Australia has the world's largest known uranium resources but does not use nuclear power or maintain nuclear weapons. All of its uranium production is exported. India, with a population of 1.4 billion people and a growing middle class, plans to install 100 gigawatts of nuclear power capacity by 2047, enough to power nearly 60 million Indian homes each year.

Although India has doubled its installed nuclear power capacity over the past decade, nuclear energy still accounts for only about three per cent of the country's electricity generation. Expanding capacity has also required securing uranium supplies, a process that has not been straightforward.

The two leaders did not provide details on when exports would begin or the quantity of uranium Australia would supply. Thursday's administrative arrangement is expected to remove the remaining obstacles to implementing the earlier agreement.

Why the deal was delayed

Australia's uranium export policy has long been tied to the Nuclear Non-Proliferation Treaty (NPT). As a signatory, Canberra has traditionally refused to sell uranium to countries that are not members of the treaty.

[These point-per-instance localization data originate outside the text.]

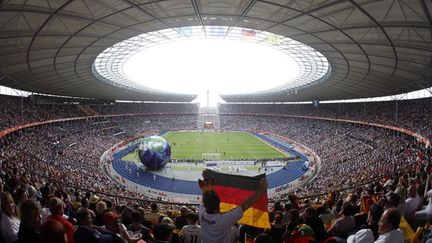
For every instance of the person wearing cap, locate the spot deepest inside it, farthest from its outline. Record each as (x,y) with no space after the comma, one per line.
(389,227)
(85,233)
(192,231)
(216,226)
(154,215)
(56,207)
(111,232)
(361,236)
(181,220)
(114,231)
(31,222)
(163,233)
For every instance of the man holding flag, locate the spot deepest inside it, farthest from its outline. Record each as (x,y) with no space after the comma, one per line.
(228,199)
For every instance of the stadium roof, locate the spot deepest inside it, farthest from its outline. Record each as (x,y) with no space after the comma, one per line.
(374,47)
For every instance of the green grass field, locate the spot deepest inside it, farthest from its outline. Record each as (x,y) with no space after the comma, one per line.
(219,145)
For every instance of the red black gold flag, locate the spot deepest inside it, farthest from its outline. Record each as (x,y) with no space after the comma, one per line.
(234,189)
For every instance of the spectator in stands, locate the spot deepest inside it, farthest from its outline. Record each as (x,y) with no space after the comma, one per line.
(426,213)
(56,207)
(163,233)
(99,212)
(215,225)
(343,226)
(412,204)
(192,231)
(181,220)
(374,215)
(85,233)
(10,220)
(113,229)
(53,232)
(136,226)
(389,227)
(31,222)
(153,216)
(315,223)
(278,228)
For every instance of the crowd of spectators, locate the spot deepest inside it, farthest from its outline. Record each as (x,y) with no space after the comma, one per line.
(415,115)
(53,189)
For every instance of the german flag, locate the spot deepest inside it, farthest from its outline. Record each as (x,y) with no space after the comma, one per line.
(234,189)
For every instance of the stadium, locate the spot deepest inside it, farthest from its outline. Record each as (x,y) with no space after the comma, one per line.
(342,138)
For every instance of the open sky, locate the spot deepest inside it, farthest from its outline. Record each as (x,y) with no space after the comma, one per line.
(217,66)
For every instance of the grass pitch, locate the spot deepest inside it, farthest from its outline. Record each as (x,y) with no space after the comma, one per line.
(222,145)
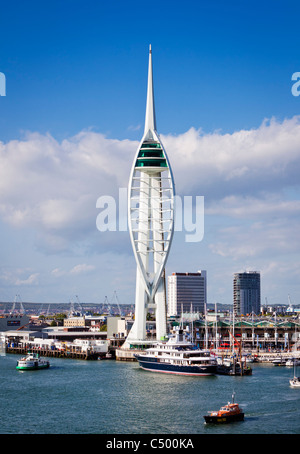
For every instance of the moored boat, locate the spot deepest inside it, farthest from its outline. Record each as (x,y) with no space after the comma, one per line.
(295,382)
(228,413)
(177,356)
(32,362)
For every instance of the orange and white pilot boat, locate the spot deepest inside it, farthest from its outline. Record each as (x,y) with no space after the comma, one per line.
(228,413)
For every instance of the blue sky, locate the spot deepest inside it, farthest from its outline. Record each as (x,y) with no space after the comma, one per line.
(75,93)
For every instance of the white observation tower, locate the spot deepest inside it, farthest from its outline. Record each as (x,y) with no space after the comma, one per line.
(151,222)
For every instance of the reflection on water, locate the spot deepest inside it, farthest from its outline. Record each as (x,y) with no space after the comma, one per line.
(115,397)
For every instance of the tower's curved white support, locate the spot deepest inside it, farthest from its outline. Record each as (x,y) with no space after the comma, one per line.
(151,221)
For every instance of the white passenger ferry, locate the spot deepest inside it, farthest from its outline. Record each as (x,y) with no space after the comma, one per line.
(32,362)
(177,356)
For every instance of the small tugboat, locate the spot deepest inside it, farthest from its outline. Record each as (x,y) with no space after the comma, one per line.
(177,356)
(32,362)
(229,413)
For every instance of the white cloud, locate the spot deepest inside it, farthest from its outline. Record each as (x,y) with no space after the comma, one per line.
(82,268)
(32,279)
(250,181)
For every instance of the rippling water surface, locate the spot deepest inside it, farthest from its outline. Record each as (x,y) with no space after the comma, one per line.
(109,397)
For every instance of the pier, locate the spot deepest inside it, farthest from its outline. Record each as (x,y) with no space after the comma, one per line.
(70,353)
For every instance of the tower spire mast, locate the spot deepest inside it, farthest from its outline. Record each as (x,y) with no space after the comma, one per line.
(150,120)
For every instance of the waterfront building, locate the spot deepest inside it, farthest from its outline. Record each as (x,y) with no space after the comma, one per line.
(13,321)
(246,292)
(151,222)
(186,292)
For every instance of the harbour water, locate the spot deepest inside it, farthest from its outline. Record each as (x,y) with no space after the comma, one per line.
(111,397)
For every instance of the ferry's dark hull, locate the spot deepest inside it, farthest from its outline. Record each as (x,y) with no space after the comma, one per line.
(152,364)
(224,419)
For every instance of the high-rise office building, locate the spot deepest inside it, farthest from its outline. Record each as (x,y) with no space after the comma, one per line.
(246,292)
(186,292)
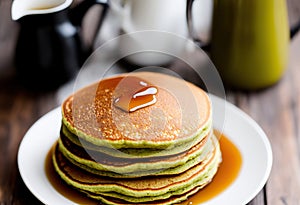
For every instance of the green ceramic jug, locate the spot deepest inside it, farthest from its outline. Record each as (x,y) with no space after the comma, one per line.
(249,41)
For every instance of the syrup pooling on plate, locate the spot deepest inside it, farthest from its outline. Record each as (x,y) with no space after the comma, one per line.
(134,93)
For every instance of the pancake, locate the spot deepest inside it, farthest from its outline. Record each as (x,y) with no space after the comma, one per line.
(141,138)
(181,115)
(142,189)
(96,162)
(130,152)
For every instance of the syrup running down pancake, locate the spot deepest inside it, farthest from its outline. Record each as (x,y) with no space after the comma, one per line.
(137,138)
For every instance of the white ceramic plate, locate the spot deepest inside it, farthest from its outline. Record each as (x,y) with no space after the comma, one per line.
(244,132)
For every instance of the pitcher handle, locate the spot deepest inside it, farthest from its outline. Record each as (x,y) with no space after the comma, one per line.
(191,30)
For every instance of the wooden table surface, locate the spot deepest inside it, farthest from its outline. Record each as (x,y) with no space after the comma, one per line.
(276,109)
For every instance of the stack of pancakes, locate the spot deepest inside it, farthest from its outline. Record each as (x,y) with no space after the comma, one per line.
(159,154)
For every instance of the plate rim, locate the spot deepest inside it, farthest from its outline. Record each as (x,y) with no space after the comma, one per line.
(215,101)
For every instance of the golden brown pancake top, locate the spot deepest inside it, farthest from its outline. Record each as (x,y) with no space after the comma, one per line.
(181,111)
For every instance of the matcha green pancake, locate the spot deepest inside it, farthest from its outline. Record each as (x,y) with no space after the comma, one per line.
(138,138)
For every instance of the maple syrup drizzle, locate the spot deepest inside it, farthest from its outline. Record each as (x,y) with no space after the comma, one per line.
(226,174)
(134,93)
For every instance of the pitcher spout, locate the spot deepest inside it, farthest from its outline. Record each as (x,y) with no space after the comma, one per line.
(22,8)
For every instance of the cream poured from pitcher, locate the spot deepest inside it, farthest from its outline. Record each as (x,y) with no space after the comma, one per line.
(22,8)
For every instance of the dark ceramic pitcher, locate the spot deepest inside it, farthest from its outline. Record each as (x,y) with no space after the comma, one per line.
(50,50)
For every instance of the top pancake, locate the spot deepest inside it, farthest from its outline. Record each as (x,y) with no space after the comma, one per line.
(181,114)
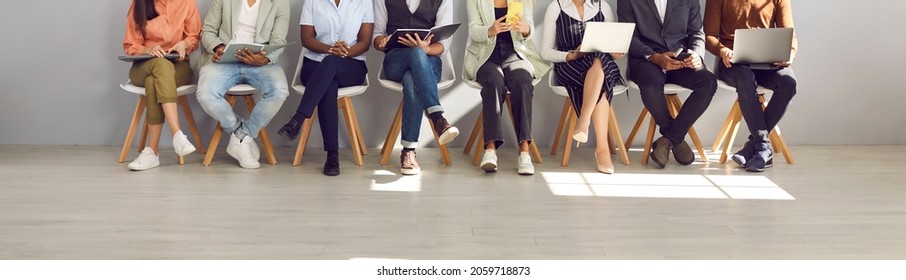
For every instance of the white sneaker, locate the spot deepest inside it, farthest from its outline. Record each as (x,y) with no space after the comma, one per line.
(181,144)
(243,151)
(489,161)
(524,165)
(146,160)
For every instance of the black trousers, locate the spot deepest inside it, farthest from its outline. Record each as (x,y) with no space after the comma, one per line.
(746,80)
(322,81)
(497,77)
(651,79)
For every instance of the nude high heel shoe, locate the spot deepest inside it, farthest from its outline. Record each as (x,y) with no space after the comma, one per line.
(603,169)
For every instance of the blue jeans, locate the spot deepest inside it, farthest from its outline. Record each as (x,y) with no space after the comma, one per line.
(214,81)
(419,74)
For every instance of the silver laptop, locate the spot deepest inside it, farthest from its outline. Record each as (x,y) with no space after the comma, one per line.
(607,37)
(761,48)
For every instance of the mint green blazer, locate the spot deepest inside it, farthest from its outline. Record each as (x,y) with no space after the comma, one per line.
(273,23)
(480,47)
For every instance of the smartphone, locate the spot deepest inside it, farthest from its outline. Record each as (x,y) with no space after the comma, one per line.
(682,55)
(514,12)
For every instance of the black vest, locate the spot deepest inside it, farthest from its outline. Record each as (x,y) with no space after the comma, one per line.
(399,17)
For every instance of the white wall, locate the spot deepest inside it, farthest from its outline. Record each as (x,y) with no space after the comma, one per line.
(60,79)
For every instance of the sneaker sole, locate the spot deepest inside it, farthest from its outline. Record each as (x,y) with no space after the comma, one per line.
(489,167)
(144,168)
(738,161)
(656,162)
(410,171)
(448,135)
(185,153)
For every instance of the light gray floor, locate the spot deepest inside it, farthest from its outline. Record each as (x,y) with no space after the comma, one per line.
(78,203)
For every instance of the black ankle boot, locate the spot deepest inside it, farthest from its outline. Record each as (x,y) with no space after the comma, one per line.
(291,129)
(332,165)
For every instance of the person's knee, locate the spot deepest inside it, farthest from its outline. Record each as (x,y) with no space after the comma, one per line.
(787,84)
(418,55)
(707,83)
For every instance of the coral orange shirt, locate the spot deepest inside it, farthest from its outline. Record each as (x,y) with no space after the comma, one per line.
(177,20)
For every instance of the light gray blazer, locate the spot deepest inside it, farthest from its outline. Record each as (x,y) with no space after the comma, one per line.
(481,17)
(273,23)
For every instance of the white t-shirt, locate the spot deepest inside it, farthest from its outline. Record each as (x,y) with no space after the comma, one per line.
(248,22)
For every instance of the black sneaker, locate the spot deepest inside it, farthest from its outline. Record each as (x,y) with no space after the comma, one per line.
(332,165)
(291,129)
(446,133)
(763,155)
(744,154)
(660,151)
(683,154)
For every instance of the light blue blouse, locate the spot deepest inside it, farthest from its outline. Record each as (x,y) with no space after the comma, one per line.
(334,23)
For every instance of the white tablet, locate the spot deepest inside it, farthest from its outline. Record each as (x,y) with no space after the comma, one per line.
(607,37)
(229,53)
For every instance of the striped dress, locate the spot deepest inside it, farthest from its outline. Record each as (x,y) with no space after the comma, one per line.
(571,74)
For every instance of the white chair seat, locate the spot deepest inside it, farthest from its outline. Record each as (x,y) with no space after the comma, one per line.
(341,93)
(726,86)
(668,88)
(180,91)
(561,91)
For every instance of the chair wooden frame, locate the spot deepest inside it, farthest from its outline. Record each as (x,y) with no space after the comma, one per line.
(344,104)
(673,105)
(446,81)
(568,122)
(246,92)
(727,134)
(140,108)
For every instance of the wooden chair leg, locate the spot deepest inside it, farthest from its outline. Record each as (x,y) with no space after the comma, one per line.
(635,128)
(390,141)
(350,130)
(265,139)
(476,129)
(358,129)
(190,118)
(444,151)
(614,132)
(568,141)
(303,138)
(647,151)
(567,106)
(133,125)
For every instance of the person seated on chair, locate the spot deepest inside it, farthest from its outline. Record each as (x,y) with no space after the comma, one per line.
(722,18)
(417,65)
(589,78)
(256,21)
(157,28)
(337,34)
(502,58)
(661,35)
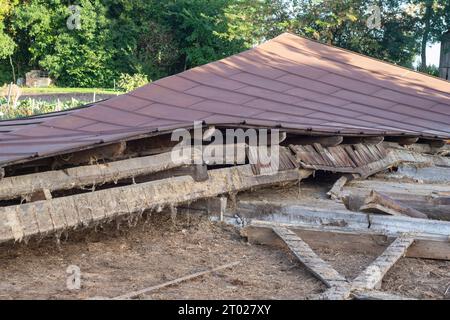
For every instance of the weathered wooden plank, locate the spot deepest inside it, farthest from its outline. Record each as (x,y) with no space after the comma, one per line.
(17,186)
(326,141)
(380,202)
(321,269)
(353,231)
(335,191)
(377,295)
(403,140)
(364,140)
(372,276)
(67,212)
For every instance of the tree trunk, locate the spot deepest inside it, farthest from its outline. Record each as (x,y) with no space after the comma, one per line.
(12,67)
(426,33)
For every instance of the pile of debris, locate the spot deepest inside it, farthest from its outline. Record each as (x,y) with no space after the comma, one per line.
(380,132)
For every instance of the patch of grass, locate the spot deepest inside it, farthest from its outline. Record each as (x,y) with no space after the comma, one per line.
(56,90)
(31,107)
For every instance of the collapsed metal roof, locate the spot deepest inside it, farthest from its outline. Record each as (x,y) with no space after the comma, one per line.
(288,82)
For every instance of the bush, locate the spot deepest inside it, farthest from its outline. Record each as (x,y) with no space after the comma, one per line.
(31,107)
(129,82)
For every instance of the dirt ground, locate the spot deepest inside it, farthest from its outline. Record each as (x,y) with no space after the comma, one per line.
(114,262)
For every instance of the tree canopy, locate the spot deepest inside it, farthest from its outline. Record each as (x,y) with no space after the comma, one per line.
(90,43)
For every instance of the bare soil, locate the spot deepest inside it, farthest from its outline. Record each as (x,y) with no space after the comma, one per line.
(116,261)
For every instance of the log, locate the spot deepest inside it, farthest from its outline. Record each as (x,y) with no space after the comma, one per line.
(321,269)
(379,202)
(335,191)
(372,276)
(354,232)
(51,216)
(13,187)
(377,295)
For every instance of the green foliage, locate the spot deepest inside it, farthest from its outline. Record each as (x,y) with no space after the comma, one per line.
(431,70)
(159,38)
(130,82)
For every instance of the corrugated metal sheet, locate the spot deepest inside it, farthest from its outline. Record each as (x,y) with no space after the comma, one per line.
(290,82)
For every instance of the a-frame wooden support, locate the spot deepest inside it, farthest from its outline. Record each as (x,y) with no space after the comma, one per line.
(339,288)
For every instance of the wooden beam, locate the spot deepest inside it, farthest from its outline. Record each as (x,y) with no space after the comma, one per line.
(58,214)
(403,140)
(321,269)
(44,194)
(335,191)
(325,141)
(363,140)
(379,202)
(432,199)
(91,156)
(372,276)
(377,295)
(353,231)
(13,187)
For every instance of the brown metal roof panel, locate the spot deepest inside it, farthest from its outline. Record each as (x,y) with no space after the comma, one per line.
(125,102)
(201,76)
(442,108)
(289,82)
(257,81)
(309,84)
(227,109)
(156,93)
(176,83)
(268,105)
(159,110)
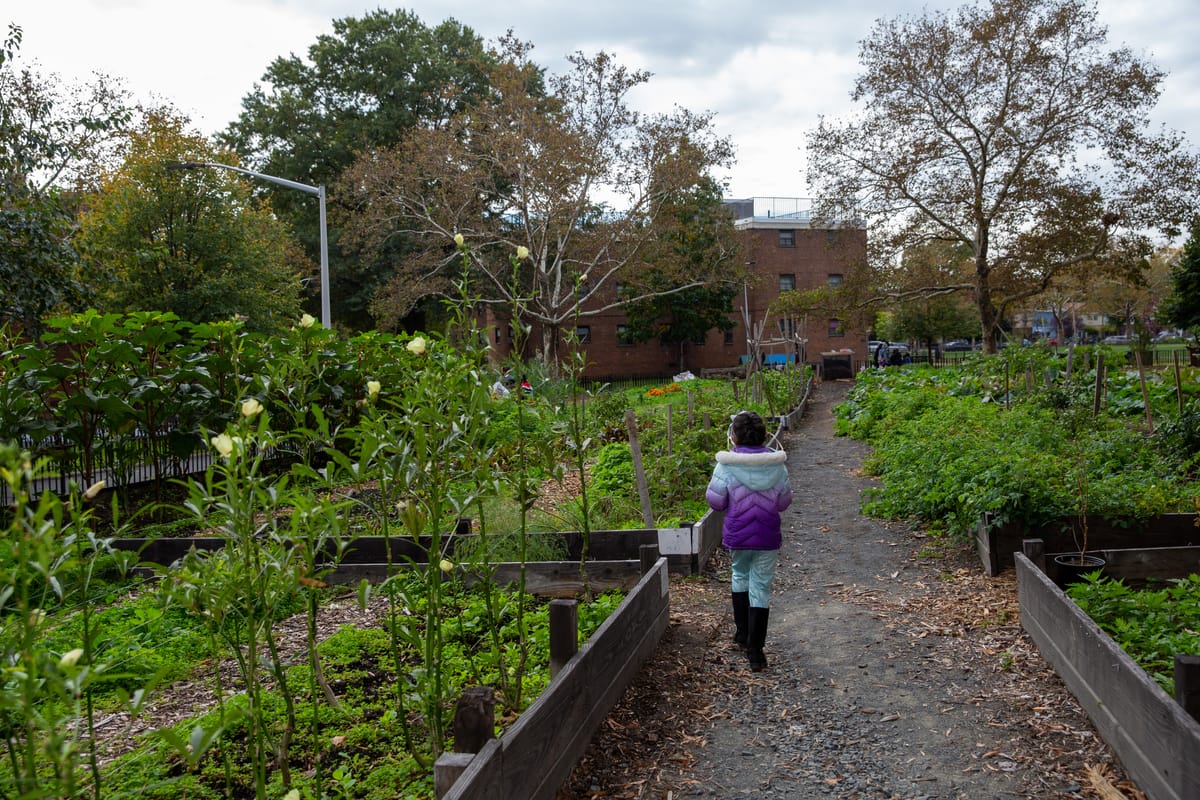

India is not a signatory to the NPT and has consistently argued that the treaty is discriminatory because it recognises only the United States, China, Britain, France and Russia as nuclear weapon states based on countries that tested nuclear devices before January 1967. India says that framework permanently disqualifies it from being recognised as a legitimate nuclear weapon state.

The country faced international technology sanctions and uranium trade bans after conducting nuclear tests in 1998, making access to uranium and nuclear technology more difficult.

The situation changed in 2008 when the Nuclear Suppliers Group granted India a waiver allowing it to buy uranium from member countries. Since then, India has pursued bilateral agreements permitting uranium sales and signed one such agreement with Canada in March.

Australia had historically ruled out a similar arrangement until India signed the NPT. That position later eased and Canberra agreed in 2014 to permit uranium exports, subject to International Atomic Energy Agency safeguards and the separation of India's civilian and military nuclear programmes. Thursday's administrative arrangement is expected to remove the remaining obstacles to implementing the earlier agreement.

Broader cooperation

In their joint statement, Modi and Albanese pledged greater defence and security cooperation in the Indo-Pacific, "reflecting a step-change in the depth and ambition" of the relationship, the text of the statement read.

The announcement came days after Australia criticised China for test firing a long-range ballistic missile from one of its nuclear-powered submarines into the South Pacific Ocean, an area protected by an anti-nuclear treaty.

The two leaders did not cite China while announcing the strengthened ties and did not take questions from reporters after delivering their statements.

Thousands of people turned out in Melbourne in the hope of seeing Modi during his visit.

Before arriving in Australia, Modi visited Indonesia. On Friday, he will travel to New Zealand for his first visit to the country after India and New Zealand signed a free trade agreement in April.

India is Australia's fifth-largest trading partner, with two-way trade in goods and services valued at 54.4 billion Australian dollars during the 2024-2025 financial year, according to Australian government figures.